Die Welt entdecken - und zwar auf zwei Rädern. Für Kinder beginnt dieses Abenteuer mit dem ersten eigenen Fahrrad. Plötzlich sind die Touren mit Mama und Papa nicht mehr auf den Spielplatz oder ein paar Straßen begrenzt. Mit dem Rad verändert sich etwas: Kinder fühlen sich größer, mutiger, unabhängiger.
Bevor es losgeht, braucht es allerdings das richtige Bike. Und das will gut gewählt sein. Denn Sicherheit, Handling und Verarbeitung spielen eine große Rolle - vor allem, wenn die kleinen Abenteurer nicht nur langsam durch die Gegend rollen, sondern richtig Gas geben wollen. Rahmen, Bremsen, Tretlager, Reifen: Alles muss sitzen.
Ein Kinderradleben ist rasant. Es scheint nur so an den Eltern vorbeizufliegen. Das erste unsichere Marschieren auf dem Laufrad, Stützräder für mehr Sicherheit, das unbändige Gefühl der Freiheit, sie loszusein, endlich eine Gangschaltung, die ganz neue Geschwindigkeiten ermöglicht - fast jährlich wechseln zu Beginn die Kinderräder. Bis zum Alter von etwa acht Jahren, die magische Marke für das erste Fahrrad, das länger bleibt. Drei oder vier Jahre können die Kinder dann fahren. Nur, welches dieser Modelle lohnt sich?
Die richtige Fahrradgröße finden
Die richtige Fahrradgröße hängt, natürlich, vor allem von der Körpergröße ab. Die meisten Kinder lernen im Alter von drei bis vier Jahren Fahrradfahren, es gibt aber auch Frühstarter, die schon mit zweieinhalb aufs Fahrrad drängen. Für Kinder unter drei Jahren oder einer Körpergröße von unter 100 Zentimetern kommen in der Regel Fahrräder mit 12-Zoll- oder 14-Zoll-Reifen infrage.

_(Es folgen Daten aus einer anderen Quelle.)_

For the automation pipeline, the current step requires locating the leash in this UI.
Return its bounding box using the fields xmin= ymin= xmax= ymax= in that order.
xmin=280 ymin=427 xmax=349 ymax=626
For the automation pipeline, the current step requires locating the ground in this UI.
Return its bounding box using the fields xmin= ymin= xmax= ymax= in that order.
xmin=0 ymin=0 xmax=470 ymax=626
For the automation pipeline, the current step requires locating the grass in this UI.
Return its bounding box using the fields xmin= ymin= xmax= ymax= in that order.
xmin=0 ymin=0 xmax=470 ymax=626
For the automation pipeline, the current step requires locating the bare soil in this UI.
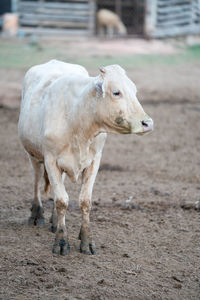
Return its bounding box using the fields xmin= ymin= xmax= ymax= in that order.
xmin=0 ymin=45 xmax=200 ymax=300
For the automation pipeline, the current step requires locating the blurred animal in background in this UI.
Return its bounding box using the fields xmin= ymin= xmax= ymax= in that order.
xmin=97 ymin=9 xmax=127 ymax=38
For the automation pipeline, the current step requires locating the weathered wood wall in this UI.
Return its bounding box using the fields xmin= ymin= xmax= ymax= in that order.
xmin=145 ymin=0 xmax=200 ymax=38
xmin=17 ymin=0 xmax=96 ymax=36
xmin=96 ymin=0 xmax=145 ymax=35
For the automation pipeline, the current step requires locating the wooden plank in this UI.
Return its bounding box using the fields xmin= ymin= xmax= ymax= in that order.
xmin=18 ymin=1 xmax=89 ymax=10
xmin=20 ymin=13 xmax=88 ymax=23
xmin=157 ymin=11 xmax=191 ymax=23
xmin=157 ymin=17 xmax=191 ymax=28
xmin=157 ymin=5 xmax=191 ymax=14
xmin=152 ymin=25 xmax=200 ymax=38
xmin=157 ymin=0 xmax=191 ymax=7
xmin=19 ymin=19 xmax=88 ymax=28
xmin=19 ymin=27 xmax=88 ymax=37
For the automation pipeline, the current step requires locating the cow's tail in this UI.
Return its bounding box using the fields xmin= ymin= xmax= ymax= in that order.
xmin=44 ymin=167 xmax=50 ymax=195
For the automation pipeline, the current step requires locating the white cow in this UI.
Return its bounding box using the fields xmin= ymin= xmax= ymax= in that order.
xmin=97 ymin=9 xmax=127 ymax=37
xmin=18 ymin=60 xmax=153 ymax=255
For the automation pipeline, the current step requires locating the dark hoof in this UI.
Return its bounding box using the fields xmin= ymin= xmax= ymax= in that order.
xmin=78 ymin=228 xmax=98 ymax=255
xmin=28 ymin=217 xmax=44 ymax=227
xmin=52 ymin=238 xmax=70 ymax=255
xmin=28 ymin=204 xmax=44 ymax=227
xmin=80 ymin=241 xmax=98 ymax=255
xmin=49 ymin=225 xmax=57 ymax=233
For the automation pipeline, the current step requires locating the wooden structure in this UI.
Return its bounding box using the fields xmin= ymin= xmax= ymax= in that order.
xmin=96 ymin=0 xmax=146 ymax=36
xmin=17 ymin=0 xmax=96 ymax=36
xmin=144 ymin=0 xmax=200 ymax=38
xmin=5 ymin=0 xmax=200 ymax=38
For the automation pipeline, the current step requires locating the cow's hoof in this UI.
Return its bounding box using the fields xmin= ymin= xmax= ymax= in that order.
xmin=28 ymin=217 xmax=44 ymax=227
xmin=49 ymin=225 xmax=57 ymax=233
xmin=78 ymin=227 xmax=97 ymax=255
xmin=80 ymin=241 xmax=98 ymax=255
xmin=52 ymin=238 xmax=70 ymax=255
xmin=28 ymin=204 xmax=44 ymax=227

Für die meisten Kinder sollte das erste »richtige« Fahrrad aber ein 16-Zoll-Fahrrad sein. Denn das können Kinder mindestens zwei, vielleicht sogar drei Jahre lang in etwa bis zur Einschulung nutzen.

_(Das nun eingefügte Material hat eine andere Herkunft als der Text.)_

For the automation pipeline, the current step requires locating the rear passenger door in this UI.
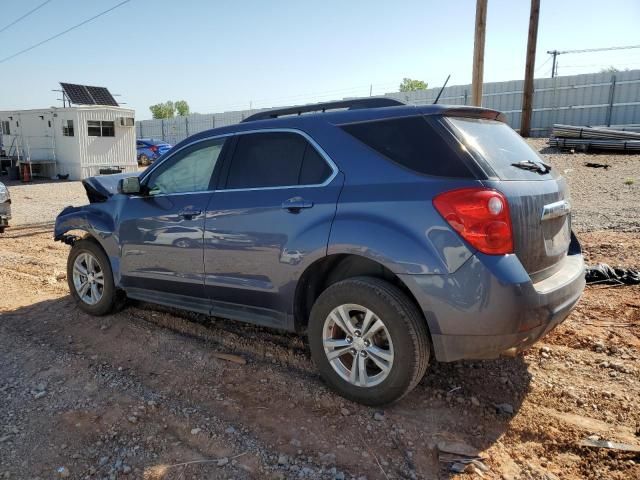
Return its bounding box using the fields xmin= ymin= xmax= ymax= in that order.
xmin=204 ymin=130 xmax=343 ymax=328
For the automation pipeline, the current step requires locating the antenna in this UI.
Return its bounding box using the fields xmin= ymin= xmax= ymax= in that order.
xmin=433 ymin=74 xmax=451 ymax=105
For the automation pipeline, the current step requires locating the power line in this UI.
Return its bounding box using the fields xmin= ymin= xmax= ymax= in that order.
xmin=547 ymin=45 xmax=640 ymax=55
xmin=0 ymin=0 xmax=131 ymax=63
xmin=0 ymin=0 xmax=51 ymax=33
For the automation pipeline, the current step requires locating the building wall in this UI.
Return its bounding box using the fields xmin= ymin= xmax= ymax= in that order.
xmin=136 ymin=70 xmax=640 ymax=144
xmin=0 ymin=107 xmax=138 ymax=180
xmin=76 ymin=108 xmax=138 ymax=178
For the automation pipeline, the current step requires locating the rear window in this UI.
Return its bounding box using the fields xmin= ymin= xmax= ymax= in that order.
xmin=447 ymin=117 xmax=551 ymax=180
xmin=341 ymin=117 xmax=473 ymax=178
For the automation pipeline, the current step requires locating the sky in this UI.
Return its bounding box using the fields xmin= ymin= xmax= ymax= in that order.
xmin=0 ymin=0 xmax=640 ymax=120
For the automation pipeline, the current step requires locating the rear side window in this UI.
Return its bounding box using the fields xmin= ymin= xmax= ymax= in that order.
xmin=341 ymin=117 xmax=473 ymax=178
xmin=447 ymin=117 xmax=550 ymax=180
xmin=227 ymin=132 xmax=331 ymax=189
xmin=298 ymin=143 xmax=331 ymax=185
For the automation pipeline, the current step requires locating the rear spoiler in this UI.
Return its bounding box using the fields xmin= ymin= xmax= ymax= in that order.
xmin=439 ymin=107 xmax=507 ymax=123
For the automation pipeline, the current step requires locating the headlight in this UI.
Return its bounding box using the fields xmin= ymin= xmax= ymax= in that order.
xmin=0 ymin=183 xmax=11 ymax=203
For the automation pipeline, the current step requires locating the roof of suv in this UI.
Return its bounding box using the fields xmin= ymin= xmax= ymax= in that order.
xmin=175 ymin=102 xmax=505 ymax=143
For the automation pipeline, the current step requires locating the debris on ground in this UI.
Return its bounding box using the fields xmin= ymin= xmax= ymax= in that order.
xmin=578 ymin=437 xmax=640 ymax=453
xmin=584 ymin=162 xmax=611 ymax=170
xmin=585 ymin=263 xmax=640 ymax=285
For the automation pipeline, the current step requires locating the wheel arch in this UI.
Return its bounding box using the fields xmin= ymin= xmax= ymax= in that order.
xmin=293 ymin=253 xmax=430 ymax=335
xmin=54 ymin=206 xmax=120 ymax=286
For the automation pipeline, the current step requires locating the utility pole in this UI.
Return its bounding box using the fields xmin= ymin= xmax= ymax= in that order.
xmin=547 ymin=50 xmax=560 ymax=78
xmin=520 ymin=0 xmax=540 ymax=137
xmin=471 ymin=0 xmax=487 ymax=107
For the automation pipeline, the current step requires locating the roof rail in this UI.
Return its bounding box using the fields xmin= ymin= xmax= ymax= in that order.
xmin=242 ymin=97 xmax=405 ymax=122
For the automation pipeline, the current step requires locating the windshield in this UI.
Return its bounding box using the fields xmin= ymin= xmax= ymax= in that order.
xmin=447 ymin=117 xmax=555 ymax=180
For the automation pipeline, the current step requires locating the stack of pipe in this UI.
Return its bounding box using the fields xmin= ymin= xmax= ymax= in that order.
xmin=549 ymin=124 xmax=640 ymax=151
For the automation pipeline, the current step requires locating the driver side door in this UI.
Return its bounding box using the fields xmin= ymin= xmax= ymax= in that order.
xmin=119 ymin=138 xmax=226 ymax=310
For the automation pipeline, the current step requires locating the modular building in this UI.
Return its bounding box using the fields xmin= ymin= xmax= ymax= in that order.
xmin=0 ymin=105 xmax=138 ymax=180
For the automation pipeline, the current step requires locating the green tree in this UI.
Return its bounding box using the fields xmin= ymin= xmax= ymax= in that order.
xmin=173 ymin=100 xmax=189 ymax=117
xmin=149 ymin=100 xmax=176 ymax=118
xmin=400 ymin=78 xmax=429 ymax=92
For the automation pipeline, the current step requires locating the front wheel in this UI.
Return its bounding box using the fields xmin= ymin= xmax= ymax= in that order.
xmin=309 ymin=277 xmax=430 ymax=405
xmin=67 ymin=239 xmax=117 ymax=315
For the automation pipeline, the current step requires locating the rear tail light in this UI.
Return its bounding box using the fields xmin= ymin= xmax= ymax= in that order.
xmin=433 ymin=188 xmax=513 ymax=255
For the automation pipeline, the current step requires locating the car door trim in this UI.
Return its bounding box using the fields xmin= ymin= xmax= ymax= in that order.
xmin=140 ymin=128 xmax=339 ymax=197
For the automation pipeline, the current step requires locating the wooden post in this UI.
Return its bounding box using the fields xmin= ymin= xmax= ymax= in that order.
xmin=520 ymin=0 xmax=540 ymax=137
xmin=471 ymin=0 xmax=487 ymax=107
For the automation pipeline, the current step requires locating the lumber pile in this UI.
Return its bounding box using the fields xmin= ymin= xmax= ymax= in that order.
xmin=549 ymin=124 xmax=640 ymax=152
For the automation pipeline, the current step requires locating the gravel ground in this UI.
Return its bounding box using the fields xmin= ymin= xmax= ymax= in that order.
xmin=528 ymin=139 xmax=640 ymax=232
xmin=0 ymin=227 xmax=640 ymax=480
xmin=0 ymin=138 xmax=640 ymax=232
xmin=0 ymin=140 xmax=640 ymax=480
xmin=0 ymin=177 xmax=88 ymax=226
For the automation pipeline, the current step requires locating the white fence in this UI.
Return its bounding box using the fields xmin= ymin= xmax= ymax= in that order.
xmin=136 ymin=70 xmax=640 ymax=144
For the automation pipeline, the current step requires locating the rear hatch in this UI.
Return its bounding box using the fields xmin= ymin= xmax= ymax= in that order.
xmin=446 ymin=117 xmax=571 ymax=281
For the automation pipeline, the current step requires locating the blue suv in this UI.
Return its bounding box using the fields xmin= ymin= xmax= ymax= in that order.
xmin=55 ymin=99 xmax=585 ymax=405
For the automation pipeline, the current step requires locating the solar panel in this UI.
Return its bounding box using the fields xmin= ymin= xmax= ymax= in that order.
xmin=86 ymin=85 xmax=118 ymax=107
xmin=60 ymin=82 xmax=96 ymax=105
xmin=60 ymin=82 xmax=118 ymax=107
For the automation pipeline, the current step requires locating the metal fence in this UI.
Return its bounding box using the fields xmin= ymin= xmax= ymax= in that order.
xmin=136 ymin=70 xmax=640 ymax=144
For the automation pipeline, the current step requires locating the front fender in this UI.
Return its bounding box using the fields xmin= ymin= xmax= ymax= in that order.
xmin=53 ymin=203 xmax=120 ymax=285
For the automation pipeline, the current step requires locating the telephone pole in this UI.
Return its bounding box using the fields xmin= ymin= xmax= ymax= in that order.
xmin=520 ymin=0 xmax=540 ymax=137
xmin=471 ymin=0 xmax=487 ymax=107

So gelingt der Übergang vom Laufrad zum Kinderfahrrad
Radfahren lernen beginnt lange vor der Anschaffung ersten Kinderfahrrads. Sind die Kleinen erst richtig fit auf dem Laufrad, ist der Sprung aufs Kinderfahrrad meist schnell geschafft. Viele Kids schaffen es bereits nach wenigen Tagen, selbstständig auf dem Fahrrad zu fahren.
Auf Stützräder kann und sollte man da getrost verzichten. Denn Stützräder verhindern eher, das Gleichgewicht zu halten und sorgen vielmehr für eine trügerische Sicherheit. So empfiehlt auch der Allgemeine Deutsche Fahrrad-Club ADFC: Lieber etwas länger mit den ersten Fahrversuchen auf einem Zweirad warten. Denn eine der größten Herausforderungen beim Fahrradfahren ist für Kinder das Erlernen des Gleichgewichtshaltens.

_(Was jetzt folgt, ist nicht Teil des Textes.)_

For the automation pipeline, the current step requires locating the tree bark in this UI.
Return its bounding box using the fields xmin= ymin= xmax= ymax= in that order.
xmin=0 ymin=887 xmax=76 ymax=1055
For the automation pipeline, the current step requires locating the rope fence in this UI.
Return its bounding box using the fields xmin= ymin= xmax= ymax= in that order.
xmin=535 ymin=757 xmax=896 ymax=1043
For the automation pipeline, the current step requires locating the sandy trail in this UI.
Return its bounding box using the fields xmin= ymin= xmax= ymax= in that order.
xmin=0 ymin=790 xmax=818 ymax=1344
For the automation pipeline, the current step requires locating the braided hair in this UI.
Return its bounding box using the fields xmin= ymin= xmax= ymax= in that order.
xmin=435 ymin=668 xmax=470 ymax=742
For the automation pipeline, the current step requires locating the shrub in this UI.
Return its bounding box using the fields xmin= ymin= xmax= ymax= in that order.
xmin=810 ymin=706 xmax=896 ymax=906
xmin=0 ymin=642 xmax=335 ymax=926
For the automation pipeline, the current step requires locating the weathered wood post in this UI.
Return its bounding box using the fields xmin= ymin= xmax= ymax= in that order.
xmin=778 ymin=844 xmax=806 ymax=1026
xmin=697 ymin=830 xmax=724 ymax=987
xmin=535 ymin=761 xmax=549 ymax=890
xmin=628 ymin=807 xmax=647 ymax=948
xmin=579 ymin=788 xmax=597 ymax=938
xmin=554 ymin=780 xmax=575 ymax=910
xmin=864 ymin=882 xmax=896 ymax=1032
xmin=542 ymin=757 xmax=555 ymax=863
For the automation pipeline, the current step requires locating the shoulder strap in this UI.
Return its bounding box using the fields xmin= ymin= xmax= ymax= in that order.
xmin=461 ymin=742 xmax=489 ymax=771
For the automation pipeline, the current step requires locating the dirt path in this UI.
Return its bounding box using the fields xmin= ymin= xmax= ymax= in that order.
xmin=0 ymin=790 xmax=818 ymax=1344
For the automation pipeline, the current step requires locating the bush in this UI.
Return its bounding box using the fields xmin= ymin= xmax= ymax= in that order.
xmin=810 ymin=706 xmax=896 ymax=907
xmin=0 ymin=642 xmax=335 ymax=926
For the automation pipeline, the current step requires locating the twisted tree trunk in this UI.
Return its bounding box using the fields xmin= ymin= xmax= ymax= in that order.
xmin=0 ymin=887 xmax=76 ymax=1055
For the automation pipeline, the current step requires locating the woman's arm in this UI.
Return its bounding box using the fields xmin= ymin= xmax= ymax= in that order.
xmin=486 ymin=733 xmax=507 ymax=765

Am besten auf einem Platz, einer Straße oder einem Weg ohne Verkehr. Bei alldem ist eines essenziell: Lassen Sie Ihrem Kind die nötige Zeit.
Außerdem heißt Radfahren auch im wahrsten Sinne des Worte und in jeder Hinsicht: loslassen! Denn wenn der oder die Kleine mit seinen drei oder vier Jahren plötzlich allein auf dem Rad sitzt, wird es so sicher wie das Amen in der Kirche auch mal den einen oder anderen Sturz geben. Aber keine Angst! Kleinere Stürze gehören dazu und sind schnell wieder vergessen. Das Kind muss das Fallen nämlich genauso lernen wie das Radfahren selbst.
Worauf sollte man beim Kauf eines Kinderfahrrads achten?
Die Zeiten von klotzigen, schweren und sperrigen Stahlkonstruktionen gehören auch bei Kinderfahrrädern immer mehr der Vergangenheit an. Moderne Kinderfahrräder haben oft eine schwungvolle und sportliche Rahmengeometrie und werden aus hochwertigem Aluminium hergestellt. Sie verfügen bestenfalls vorn wie hinten über V-Bremsen, und durch den freien Rücktritt lassen sie sich sportlicher und leichter fahren.
Zur Grundausstattung sollten eine Klingel und ein Ständer gehören. Schutzbleche sind für diese Räder dagegen nicht so wichtig, wie man meinen könnte. Auch auf eine Fahrradbeleuchtung kann man bei Erstlings-Fahrrädern meist verzichten, denn mit Kindern in diesem Altern wird man in der Regel nicht bei Dunkelheit im Straßenverkehr unterwegs sein. Reflektoren tun es dann auch. Und was nicht dran ist, kann auch nicht kaputtgehen.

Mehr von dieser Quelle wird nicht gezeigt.